Your disks can sustain about 145 MB/s sequentially, so your theoretical results should be 435 MB/s. I would say that pretty closely matches your results.
L2ARC cache for sequential reads
Why doesn't kick the l2arc kick in? After multiple reads with no other data being read, I would have expected a read performance similar to the 1GB/s of the SSD RAID0.
Have a look at this mailing list post:
Is ARC satisfying the caching needs?
and
Post by Marty Scholes Are some of the reads sequential? Sequential reads don't go to L2ARC.

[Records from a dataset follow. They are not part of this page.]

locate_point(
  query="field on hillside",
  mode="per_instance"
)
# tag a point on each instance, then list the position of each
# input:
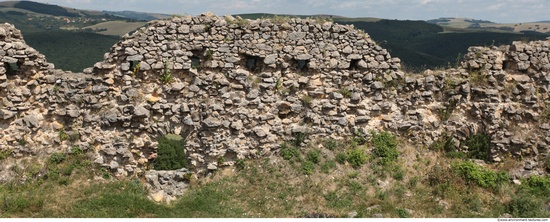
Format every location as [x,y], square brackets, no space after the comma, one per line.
[375,175]
[118,28]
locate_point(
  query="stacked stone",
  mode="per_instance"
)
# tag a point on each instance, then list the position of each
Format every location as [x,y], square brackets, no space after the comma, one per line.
[227,43]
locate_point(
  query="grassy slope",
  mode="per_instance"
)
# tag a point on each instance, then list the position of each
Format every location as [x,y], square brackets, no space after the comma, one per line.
[296,183]
[72,51]
[422,45]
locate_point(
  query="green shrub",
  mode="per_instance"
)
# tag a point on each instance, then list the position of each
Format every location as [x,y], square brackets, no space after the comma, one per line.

So, your main reasons are:
- Your (random) load is already served from ARC and L2ARC is not needed (because your data was always the same and can stay in ARC completely). Idea behind that: ARC is much faster than L2ARC (RAM vs. SSD), so your first choice for reads is always ARC, you need L2ARC only because your active data is too big for memory, but random disk access is too slow on spinning disks.
- Your benchmark was sequential in nature and thus not served from L2ARC. Idea behind that: sequential reads would poison the cache, because a single big file read would fill the cache completely and remove millions of small blocks from other users (ZFS is optimized for concurrent random access of many users), while not having any effect on your speed on the first read. On the second read it would be speed up, but normally you do not read large files twice. Maybe you can modify the behavior with ZFS tuneables.
Various questions
Should I use part of the SSDs for ZIL?
A separate SLOG device will only help for random synchronized writes, nothing else. To test this it is quite simple - set your benchmark file system property sync
to disabled
: zfs set sync=disabled pool/fs
, then benchmark again. If your performance is now suddenly great, you will benefit. If it does not change much, you won't.
PS: Why does cache look like a pool named cache, not something that belongs to the pool data?
I think it is that way because those extra devices (spares, caches, slog devices) can also consist of multiple vdevs. For example, if you have a mirrored slog device, you would have the same 3 levels like your normal disk (log - mirror - disk1/disk2).